RFR: 8337111: Bad HTML checker for generated documentation

Hannes Wallnöfer hannesw at openjdk.org
Thu Nov 14 12:10:22 UTC 2024


On Mon, 4 Nov 2024 15:43:40 GMT, Nizar Benalla <nbenalla at openjdk.org> wrote:

> Doccheck's human-generated reports are great at previewing a "chessboard" of results. Giving reader a quick glimpse at the quality/health of the documentation. But these tests needed to be automated and they didn't easily translate to something that can be integrated into a CI.
> 
> This PR includes an HTML and internal link test on `api/java.base` and a BadChars and Doctype test on the entire generated documentation bundle.
> 
> Here is an example of the output after running all tests on `api/java.base`
> 
> Note: There is an active PR to fix the broken anchors left in `java.base` so this is not a blocker.
> 
> 
> 
> STDOUT:
> STDERR:
> test: test
> Tidy found errors in the generated HTML
> /Users/nizarbenalla/Work/jdk-repos/jdk1/build/macosx-aarch64/images/docs/api/java.base/java/lang/Class.html:323:87: Warning: <a> anchor "nest" already defined
> Tidy output end.
> 
> 
> api/java.base/java/util/concurrent/StructuredTaskScope.ShutdownOnFailure.html:245: id not found: api/java.base/java/util/concurrent/StructuredTaskScope.ShutdownOnFailure.html#TreeStructure
> api/java.base/java/util/concurrent/StructuredTaskScope.ShutdownOnSuccess.html:242: id not found: api/java.base/java/util/concurrent/StructuredTaskScope.ShutdownOnSuccess.html#TreeStructure
> api/java.base/java/lang/Class.html:323: name already declared: nest
> api/java.base/java/lang/Module.html:291: id not found: api/java.base/java/lang/foreign/package-summary.html#restricted
> api/java.base/java/lang/Module.html:434: id not found: api/java.base/java/lang/foreign/package-summary.html#restricted
> api/java.base/java/lang/foreign/MemorySegment.html:725: id not found: api/java.base/java/lang/foreign/package-summary.html#restricted
> 
> Link Checker Report
> Checked 3446 files.
> Found 445059 references to 48205 anchors in 5770 files and 64 other URIs.
>      1 duplicate ids
>      3 missing ids
> 
> Hosts
>     20 docs.oracle.com
>      1 tools.ietf.org
>      1 www.ietf.org
>      1 jcp.org
>      4 www.rfc-editor.org
>      7 unicode.org
>     10 www.unicode.org
>     20 www.w3.org
> Exception running test test: java.lang.Exception: One or more HTML checkers failed: [java.lang.RuntimeException: Tidy found errors in the generated HTML, java.lang.RuntimeException: LinkChecker encountered errors. Duplicate IDs: 1, Missing IDs: 3, Missing Files: 0, Bad Schemes: 0]
> java.lang.Exception: One or more HTML checkers failed: [java.lang.RuntimeException: Tidy found errors in the generated HTML, java.lang.RuntimeException: LinkChecker encountered errors. Duplicate IDs: 1, Missing IDs: 3, Mi...

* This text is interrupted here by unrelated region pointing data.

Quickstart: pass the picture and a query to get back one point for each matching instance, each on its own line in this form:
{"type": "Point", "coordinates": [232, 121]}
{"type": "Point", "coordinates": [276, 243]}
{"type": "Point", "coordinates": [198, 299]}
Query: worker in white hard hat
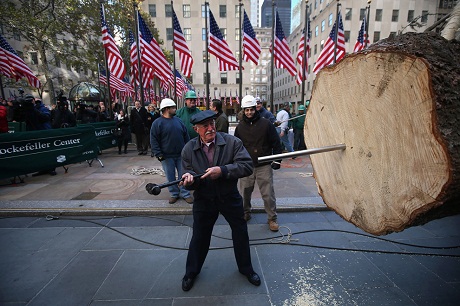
{"type": "Point", "coordinates": [168, 137]}
{"type": "Point", "coordinates": [260, 138]}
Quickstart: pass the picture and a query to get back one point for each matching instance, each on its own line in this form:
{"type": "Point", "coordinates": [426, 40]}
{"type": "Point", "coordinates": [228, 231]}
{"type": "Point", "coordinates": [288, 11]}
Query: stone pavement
{"type": "Point", "coordinates": [111, 243]}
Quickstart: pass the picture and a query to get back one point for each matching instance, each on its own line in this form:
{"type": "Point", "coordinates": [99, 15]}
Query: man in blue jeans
{"type": "Point", "coordinates": [283, 130]}
{"type": "Point", "coordinates": [168, 136]}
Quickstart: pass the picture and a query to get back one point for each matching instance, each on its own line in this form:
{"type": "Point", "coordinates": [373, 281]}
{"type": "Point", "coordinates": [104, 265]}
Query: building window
{"type": "Point", "coordinates": [169, 34]}
{"type": "Point", "coordinates": [204, 57]}
{"type": "Point", "coordinates": [153, 10]}
{"type": "Point", "coordinates": [222, 11]}
{"type": "Point", "coordinates": [347, 36]}
{"type": "Point", "coordinates": [168, 10]}
{"type": "Point", "coordinates": [186, 10]}
{"type": "Point", "coordinates": [224, 33]}
{"type": "Point", "coordinates": [378, 15]}
{"type": "Point", "coordinates": [424, 16]}
{"type": "Point", "coordinates": [16, 35]}
{"type": "Point", "coordinates": [395, 15]}
{"type": "Point", "coordinates": [223, 78]}
{"type": "Point", "coordinates": [34, 58]}
{"type": "Point", "coordinates": [187, 34]}
{"type": "Point", "coordinates": [348, 12]}
{"type": "Point", "coordinates": [205, 79]}
{"type": "Point", "coordinates": [410, 15]}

I'm not quite done reviewing this, but here's a first batch of comments. By and large I like what I see, the comments are mostly about details.

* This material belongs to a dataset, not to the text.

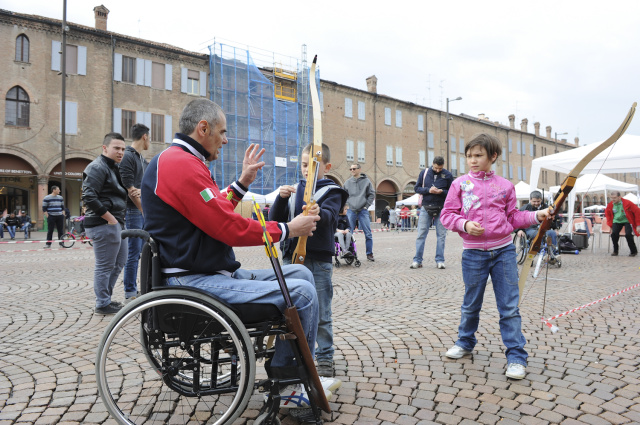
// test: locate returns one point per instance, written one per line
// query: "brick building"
(114, 81)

test/docs/jdk/javadoc/doccheck/DocCheck.java line 104:

> 102:         if (!checks.isEmpty()) {
> 103:             if (checks.contains(",")) {
> 104:                 EXCLUDE_LIST.addAll(Arrays.asList(checks.split(",")));

It looks like the content of `EXCLUDE_LIST` is never used.

test/docs/jdk/javadoc/doccheck/DocCheck.java line 115:

> 113:             badchars = true;
> 114:             doctype = true;
> 115:         }else {

Missing space before `else` above, and in several places after `if` in the lines below.

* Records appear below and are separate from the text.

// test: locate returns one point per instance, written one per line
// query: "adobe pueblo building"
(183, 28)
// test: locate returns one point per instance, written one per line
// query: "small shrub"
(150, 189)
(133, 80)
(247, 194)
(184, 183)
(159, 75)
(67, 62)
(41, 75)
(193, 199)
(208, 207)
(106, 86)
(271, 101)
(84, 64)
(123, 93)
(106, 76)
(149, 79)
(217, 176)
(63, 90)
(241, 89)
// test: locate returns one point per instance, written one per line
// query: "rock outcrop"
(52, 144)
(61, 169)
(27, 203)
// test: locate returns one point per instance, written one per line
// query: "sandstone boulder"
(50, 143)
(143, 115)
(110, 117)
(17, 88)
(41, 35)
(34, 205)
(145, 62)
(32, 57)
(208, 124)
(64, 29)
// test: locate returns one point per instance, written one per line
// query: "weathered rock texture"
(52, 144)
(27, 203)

test/docs/jdk/javadoc/doccheck/doccheckutils/HtmlChecker.java line 32:

> 30:  * <p>
> 31:  * For details on HTML syntax and the terms used in this API, see
> 32:  * W3C <a href="https://www.w3.org/TR/html5/syntax.html#syntax">The HTML syntax</a>.

This URL redirects to https://html.spec.whatwg.org/multipage/syntax.html#syntax. Should we use that URL instead?

test/docs/jdk/javadoc/doccheck/doccheckutils/Log.java line 43:

> 41: 
> 42:     public void log(Path path, int line, String message, Object... args) {
> 43:         errors.add(formatErrorMessage(path, line, message, args));

It's a strange that this class is called `Log` and it has several `log` methods, but they are also used to report and track errors. It seems like some checkers use this class to track errors, while others use it purely for logging. Maybe the two features should be separated, for example by adding a dedicated `logError` method?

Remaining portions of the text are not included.